On Tue, Oct 24, 2017 at 03:22:23PM -0400, Mike Snitzer wrote:
> On Fri, Oct 20 2017 at 1:24am -0400,
> Ross Zwisler <ross.zwisler-VuQAYsv1563Yd54FQh9/[email protected]> wrote:
>
> > Now that we have the ability log filesystem writes using a flat buffer, add
> > support for DAX. Unfortunately we can't easily track data that has been
> > written via mmap() now that the dax_flush() abstraction was removed by this
> > commit:
> >
> > commit c3ca015fab6d ("dax: remove the pmem_dax_ops->flush abstraction")
> >
> > Otherwise we could just treat each flush as a big write, and store the data
> > that is being synced to media. It may be worthwhile to add the dax_flush()
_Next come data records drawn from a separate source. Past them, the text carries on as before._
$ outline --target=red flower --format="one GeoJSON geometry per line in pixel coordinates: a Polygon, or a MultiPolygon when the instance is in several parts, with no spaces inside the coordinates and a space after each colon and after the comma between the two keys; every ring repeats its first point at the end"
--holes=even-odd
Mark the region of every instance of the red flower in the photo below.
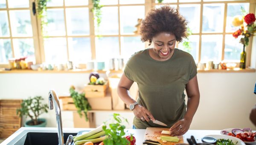
{"type": "Polygon", "coordinates": [[[247,25],[250,25],[255,21],[255,15],[254,14],[248,14],[244,17],[244,21],[247,25]]]}
{"type": "Polygon", "coordinates": [[[237,31],[236,31],[235,32],[234,32],[234,33],[233,33],[233,34],[232,34],[232,35],[233,35],[233,37],[234,37],[234,38],[237,38],[238,37],[238,36],[240,36],[241,34],[241,29],[238,29],[237,31]]]}

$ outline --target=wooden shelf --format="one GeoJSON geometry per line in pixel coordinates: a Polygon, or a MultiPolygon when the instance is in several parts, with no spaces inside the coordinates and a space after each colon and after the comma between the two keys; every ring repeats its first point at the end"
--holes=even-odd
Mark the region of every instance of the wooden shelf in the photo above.
{"type": "MultiPolygon", "coordinates": [[[[122,70],[87,70],[84,69],[75,69],[71,70],[0,70],[0,73],[90,73],[93,71],[97,71],[100,73],[105,73],[108,71],[110,71],[110,73],[122,73],[123,71],[122,70]]],[[[240,70],[239,68],[236,68],[234,70],[198,70],[198,72],[199,73],[201,72],[255,72],[255,69],[246,68],[243,70],[240,70]]]]}

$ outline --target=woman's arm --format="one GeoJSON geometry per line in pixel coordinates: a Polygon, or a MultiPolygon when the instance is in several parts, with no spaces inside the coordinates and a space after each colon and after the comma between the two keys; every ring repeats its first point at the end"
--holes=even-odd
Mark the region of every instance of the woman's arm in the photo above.
{"type": "MultiPolygon", "coordinates": [[[[118,95],[124,102],[128,106],[136,102],[136,101],[129,95],[128,93],[129,90],[133,83],[133,81],[129,80],[123,74],[117,86],[118,95]]],[[[147,122],[149,122],[150,120],[148,116],[149,116],[151,119],[154,120],[154,118],[148,110],[139,104],[135,105],[132,110],[135,116],[138,119],[141,119],[141,117],[143,117],[143,119],[142,119],[143,121],[145,120],[145,119],[147,122]]]]}
{"type": "Polygon", "coordinates": [[[188,96],[186,112],[184,119],[179,120],[170,128],[171,134],[173,136],[183,135],[188,131],[198,107],[200,94],[196,75],[186,84],[186,91],[188,96]],[[180,129],[180,125],[182,128],[180,129]]]}

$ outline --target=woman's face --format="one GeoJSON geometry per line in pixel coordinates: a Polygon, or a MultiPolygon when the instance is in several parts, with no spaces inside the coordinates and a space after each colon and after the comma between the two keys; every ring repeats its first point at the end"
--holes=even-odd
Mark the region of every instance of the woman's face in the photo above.
{"type": "Polygon", "coordinates": [[[161,32],[152,39],[156,58],[165,61],[171,58],[176,45],[176,38],[172,33],[161,32]]]}

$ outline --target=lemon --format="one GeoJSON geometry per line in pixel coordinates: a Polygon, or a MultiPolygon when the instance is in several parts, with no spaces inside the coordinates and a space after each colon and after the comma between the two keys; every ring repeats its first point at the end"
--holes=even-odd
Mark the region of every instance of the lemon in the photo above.
{"type": "Polygon", "coordinates": [[[96,82],[96,81],[97,80],[97,78],[96,78],[96,77],[95,76],[92,75],[90,78],[90,80],[91,81],[91,82],[95,83],[96,82]]]}

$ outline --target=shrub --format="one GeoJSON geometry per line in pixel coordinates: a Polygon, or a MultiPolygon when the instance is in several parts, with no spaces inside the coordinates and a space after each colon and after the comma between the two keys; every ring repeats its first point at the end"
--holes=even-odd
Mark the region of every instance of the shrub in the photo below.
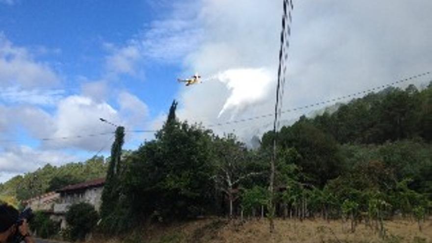
{"type": "Polygon", "coordinates": [[[50,219],[44,212],[37,211],[34,217],[30,222],[30,227],[37,236],[42,238],[49,238],[55,235],[60,229],[59,225],[50,219]]]}
{"type": "Polygon", "coordinates": [[[66,215],[70,240],[83,240],[96,226],[98,218],[97,212],[91,204],[80,203],[71,206],[66,215]]]}

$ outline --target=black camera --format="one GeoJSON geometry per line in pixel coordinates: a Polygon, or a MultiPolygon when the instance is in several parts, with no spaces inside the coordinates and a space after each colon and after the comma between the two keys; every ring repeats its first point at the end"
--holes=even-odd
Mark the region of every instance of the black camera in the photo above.
{"type": "Polygon", "coordinates": [[[18,219],[15,223],[15,225],[16,225],[17,227],[17,230],[15,232],[15,235],[13,237],[14,243],[19,243],[24,240],[25,236],[21,235],[21,233],[20,232],[20,231],[18,230],[18,228],[23,224],[23,222],[24,222],[25,220],[27,220],[27,222],[29,222],[31,219],[33,218],[34,216],[34,215],[33,214],[33,210],[30,208],[26,209],[20,214],[20,215],[18,216],[18,219]]]}

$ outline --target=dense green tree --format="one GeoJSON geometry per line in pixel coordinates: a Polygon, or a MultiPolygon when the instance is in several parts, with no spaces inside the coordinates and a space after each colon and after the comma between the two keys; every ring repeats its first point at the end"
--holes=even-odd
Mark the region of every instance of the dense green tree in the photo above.
{"type": "Polygon", "coordinates": [[[72,205],[66,214],[70,240],[84,240],[95,228],[98,220],[98,213],[91,204],[80,203],[72,205]]]}

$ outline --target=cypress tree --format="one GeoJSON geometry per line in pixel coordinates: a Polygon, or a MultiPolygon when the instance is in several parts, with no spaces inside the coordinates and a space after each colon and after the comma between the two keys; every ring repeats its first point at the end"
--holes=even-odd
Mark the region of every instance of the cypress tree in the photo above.
{"type": "Polygon", "coordinates": [[[120,176],[121,172],[122,147],[124,143],[125,128],[117,127],[115,130],[115,140],[111,148],[111,160],[107,173],[105,185],[102,192],[101,217],[103,225],[108,226],[107,221],[119,203],[120,176]]]}

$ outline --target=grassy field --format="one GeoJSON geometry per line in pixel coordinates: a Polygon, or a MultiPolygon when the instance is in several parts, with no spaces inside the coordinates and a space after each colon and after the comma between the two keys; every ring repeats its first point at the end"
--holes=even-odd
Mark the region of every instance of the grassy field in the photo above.
{"type": "Polygon", "coordinates": [[[181,243],[432,243],[432,222],[423,224],[422,232],[414,221],[394,220],[384,223],[385,236],[364,224],[354,233],[349,223],[341,220],[326,221],[277,219],[276,232],[269,232],[268,221],[253,220],[241,222],[224,219],[206,219],[167,226],[152,226],[146,230],[136,230],[122,239],[95,237],[93,243],[107,242],[181,243]]]}

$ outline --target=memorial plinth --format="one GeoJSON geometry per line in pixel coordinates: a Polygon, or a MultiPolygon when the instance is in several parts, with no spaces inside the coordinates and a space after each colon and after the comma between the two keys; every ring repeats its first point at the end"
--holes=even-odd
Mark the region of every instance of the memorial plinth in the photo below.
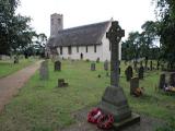
{"type": "Polygon", "coordinates": [[[100,108],[107,114],[112,114],[115,119],[114,128],[119,129],[140,121],[140,117],[131,112],[122,87],[119,86],[119,41],[125,36],[125,31],[120,28],[118,22],[112,22],[112,26],[106,37],[112,44],[110,55],[110,86],[106,87],[100,108]]]}

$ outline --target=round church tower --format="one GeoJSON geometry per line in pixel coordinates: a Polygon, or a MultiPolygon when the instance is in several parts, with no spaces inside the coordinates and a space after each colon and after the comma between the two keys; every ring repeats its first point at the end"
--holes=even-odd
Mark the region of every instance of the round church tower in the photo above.
{"type": "Polygon", "coordinates": [[[58,34],[58,31],[63,29],[63,15],[54,13],[50,15],[50,37],[58,34]]]}

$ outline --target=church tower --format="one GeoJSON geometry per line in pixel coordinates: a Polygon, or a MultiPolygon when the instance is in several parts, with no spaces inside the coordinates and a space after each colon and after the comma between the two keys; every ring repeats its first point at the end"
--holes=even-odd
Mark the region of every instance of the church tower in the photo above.
{"type": "Polygon", "coordinates": [[[58,31],[63,29],[63,15],[54,13],[50,15],[50,37],[58,34],[58,31]]]}

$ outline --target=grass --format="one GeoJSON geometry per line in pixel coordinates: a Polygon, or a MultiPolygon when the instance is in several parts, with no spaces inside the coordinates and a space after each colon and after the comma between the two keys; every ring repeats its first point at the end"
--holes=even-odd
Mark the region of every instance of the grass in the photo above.
{"type": "MultiPolygon", "coordinates": [[[[155,92],[159,71],[147,73],[140,81],[145,88],[141,98],[129,95],[129,83],[124,76],[125,66],[121,66],[120,85],[133,111],[168,120],[175,115],[174,96],[155,92]]],[[[109,85],[109,78],[103,70],[103,63],[96,63],[96,71],[90,71],[90,62],[62,61],[62,71],[54,72],[49,64],[49,81],[39,81],[38,72],[27,82],[0,116],[2,131],[58,131],[74,123],[72,112],[95,106],[109,85]],[[98,79],[97,75],[102,78],[98,79]],[[69,87],[58,88],[57,80],[63,78],[69,87]]]]}
{"type": "Polygon", "coordinates": [[[20,63],[13,63],[13,60],[0,60],[0,78],[14,73],[33,63],[34,59],[20,59],[20,63]]]}

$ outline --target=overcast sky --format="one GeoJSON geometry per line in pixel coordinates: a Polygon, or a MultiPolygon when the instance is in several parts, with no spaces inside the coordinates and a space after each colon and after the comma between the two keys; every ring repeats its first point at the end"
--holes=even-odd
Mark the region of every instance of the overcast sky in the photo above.
{"type": "Polygon", "coordinates": [[[21,0],[18,13],[31,16],[37,33],[50,35],[50,14],[63,14],[63,28],[108,21],[119,22],[129,32],[141,31],[145,21],[154,21],[152,0],[21,0]]]}

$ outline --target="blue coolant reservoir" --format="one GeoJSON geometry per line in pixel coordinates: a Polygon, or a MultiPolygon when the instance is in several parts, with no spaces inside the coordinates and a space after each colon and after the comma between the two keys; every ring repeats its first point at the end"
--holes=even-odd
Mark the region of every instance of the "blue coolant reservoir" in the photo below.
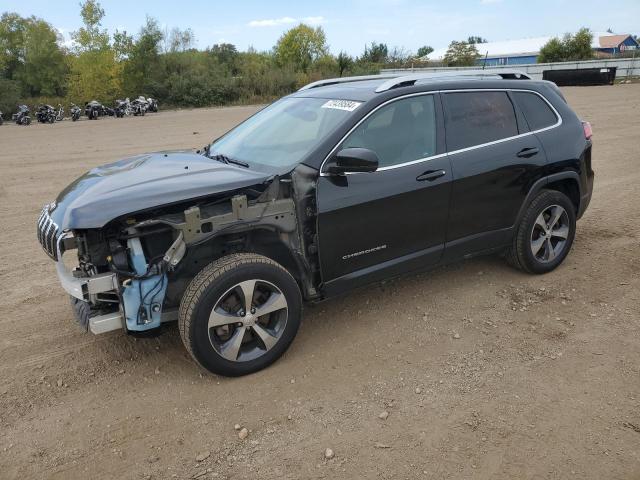
{"type": "MultiPolygon", "coordinates": [[[[147,271],[147,260],[139,238],[127,241],[129,256],[138,275],[147,271]]],[[[124,303],[127,330],[144,331],[160,326],[162,303],[167,291],[167,274],[153,275],[141,280],[133,279],[124,285],[122,299],[124,303]]]]}

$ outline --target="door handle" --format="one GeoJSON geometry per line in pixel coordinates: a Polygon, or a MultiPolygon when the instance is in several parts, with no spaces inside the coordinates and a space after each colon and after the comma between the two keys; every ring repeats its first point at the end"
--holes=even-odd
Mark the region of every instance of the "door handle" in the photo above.
{"type": "Polygon", "coordinates": [[[422,175],[418,175],[416,180],[419,182],[433,182],[434,180],[443,177],[447,174],[444,170],[428,170],[424,172],[422,175]]]}
{"type": "Polygon", "coordinates": [[[516,156],[520,158],[529,158],[537,155],[538,152],[540,152],[540,149],[538,147],[523,148],[518,153],[516,153],[516,156]]]}

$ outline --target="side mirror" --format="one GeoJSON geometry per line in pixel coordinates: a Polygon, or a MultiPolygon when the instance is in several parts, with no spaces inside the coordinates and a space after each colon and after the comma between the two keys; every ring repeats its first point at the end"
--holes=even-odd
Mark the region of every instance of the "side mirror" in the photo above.
{"type": "Polygon", "coordinates": [[[344,148],[330,160],[327,171],[340,175],[351,172],[375,172],[378,155],[368,148],[344,148]]]}

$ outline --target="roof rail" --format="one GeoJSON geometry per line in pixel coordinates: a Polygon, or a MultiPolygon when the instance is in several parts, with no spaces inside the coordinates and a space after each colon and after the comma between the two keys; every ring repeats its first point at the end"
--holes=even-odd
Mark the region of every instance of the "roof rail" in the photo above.
{"type": "Polygon", "coordinates": [[[384,80],[389,79],[386,82],[376,88],[376,93],[385,92],[395,87],[404,87],[413,85],[418,80],[428,78],[442,78],[442,77],[502,77],[504,79],[524,79],[530,80],[526,73],[520,70],[507,70],[507,69],[487,69],[487,70],[452,70],[452,71],[438,71],[438,72],[422,72],[412,73],[410,75],[403,75],[401,73],[381,73],[379,75],[361,75],[358,77],[338,77],[338,78],[326,78],[324,80],[318,80],[317,82],[309,83],[302,87],[299,92],[303,90],[310,90],[312,88],[326,87],[328,85],[338,85],[340,83],[352,83],[363,82],[365,80],[384,80]]]}
{"type": "Polygon", "coordinates": [[[385,78],[399,77],[398,73],[388,73],[380,75],[361,75],[359,77],[338,77],[338,78],[326,78],[324,80],[318,80],[317,82],[309,83],[302,87],[299,92],[303,90],[309,90],[311,88],[326,87],[327,85],[337,85],[339,83],[351,83],[351,82],[363,82],[365,80],[381,80],[385,78]]]}
{"type": "Polygon", "coordinates": [[[396,87],[406,87],[415,84],[418,80],[424,80],[429,78],[443,78],[443,77],[502,77],[504,79],[513,80],[530,80],[526,73],[520,70],[507,70],[507,69],[494,69],[494,70],[454,70],[454,71],[439,71],[439,72],[422,72],[412,73],[410,75],[402,75],[393,77],[391,80],[378,85],[376,93],[386,92],[396,87]]]}

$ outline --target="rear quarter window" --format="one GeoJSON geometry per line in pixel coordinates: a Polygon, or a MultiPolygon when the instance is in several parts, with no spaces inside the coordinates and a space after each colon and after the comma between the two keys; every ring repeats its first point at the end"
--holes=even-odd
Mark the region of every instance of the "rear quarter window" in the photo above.
{"type": "Polygon", "coordinates": [[[551,110],[549,104],[539,95],[528,92],[511,92],[511,94],[522,110],[531,130],[541,130],[555,125],[558,121],[558,117],[551,110]]]}
{"type": "Polygon", "coordinates": [[[506,92],[447,93],[445,102],[449,151],[518,135],[515,110],[506,92]]]}

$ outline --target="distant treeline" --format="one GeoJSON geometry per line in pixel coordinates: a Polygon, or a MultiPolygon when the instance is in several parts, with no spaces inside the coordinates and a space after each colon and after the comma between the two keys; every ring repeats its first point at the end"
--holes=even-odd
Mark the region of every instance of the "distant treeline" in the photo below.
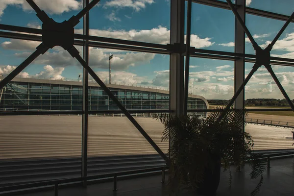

> > entry point back, just as a notifier so we can do this logging.
> >
> > The motivation for this support is the need for an xfstest that can test
> > the new MAP_SYNC DAX flag. By logging the filesystem activity with
> > dm-log-writes we can show that the MAP_SYNC page faults are writing out
> > their metadata as they happen, instead of requiring an explicit
> > msync/fsync.
> >
> > Signed-off-by: Ross Zwisler <ross.zwisler-VuQAYsv1563Yd54FQh9/[email protected]>
>
> I've picked this up, please see:
> https://git.kernel.org/pub/scm/linux/kernel/git/device-mapper/linux-dm.git/commit/?h=for-4.15/dm&id=ae613bbb0144e84cb3c0ebfa9f4fd4d1507c2f0e
>
> I tweaked the header and tweaked a couple whitespace nits. Also
> switched version bump from 1.0.1 to 1.1.0.
>
> Thanks,
> Mike

Sure, your tweaks look fine. Thanks!